ENTERTAINMENT

At 81, She Became A Stand-Up Comic. Seven Years Later, She’s Still Slaying Crowds

By Stephanie Farr
The Philadelphia Inquirer

WWR Article Summary (tl;dr) 88 year old stand up comedian Natalie Levant has some great advice for women… “Ladies, do not listen to any of that s _ about aging gracefully. Don’t be boring,” she said during her act. “So what if your arms look like bags of dead mice? More room for tattoos!”

PHILADELPHIA

Meet Natalie Levant, 88, a stand-up comedian from Philadelphia.

-Four-letter funny: “I know that people don’t expect me to use the language on stage that I use, but that’s just in a long line of things they’re not expecting, which, to begin with, is that I’m even standing.”

-UnButtoned: “Aging gracefully, I’ve come to realize, is slowly disappearing, like Benjamin Button.”

At her recent stand-up performance at Ray’s Happy Birthday Bar, Natalie Levant worked the steamy back room in black spandex pants, green sequin boots, and a tank top that read: “NEVER KNOW YOUR PLACE.”

Some might say a Saturday night at one of South Philly’s oldest dive bars, where the dinner menu is beer, and smoking inside is still legal, is no place for a woman like Levant, who turned 88 in September.

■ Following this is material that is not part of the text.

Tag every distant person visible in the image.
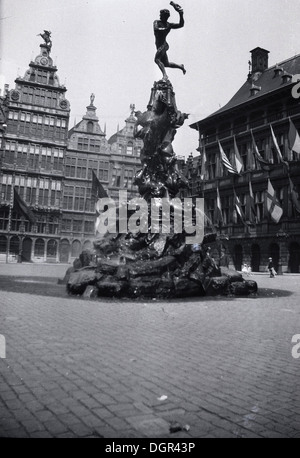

Good thing she knows better.

“Ladies, do not listen to any of that s _ about aging gracefully. Don’t be boring,” she said during her act. “So what if your arms look like bags of dead mice? More room for tattoos!”

Levant herself has four tattoos, including the word “L’Chaim,”, a Hebrew toast meaning “to life”, written upside down on her bicep, so she can read it. She doesn’t give a damn if you can.

For the last seven years, Levant has been performing stand up at clubs, restaurants, and “the best dive bars in the tristate area,” from South Philly to Cape May. She’s even performed at an Uno Pizzeria and Grill in South Jersey.

Sometimes she asks herself: “What’s a nice girl like you doing in a place like this?” but she always responds: “Just lucky.”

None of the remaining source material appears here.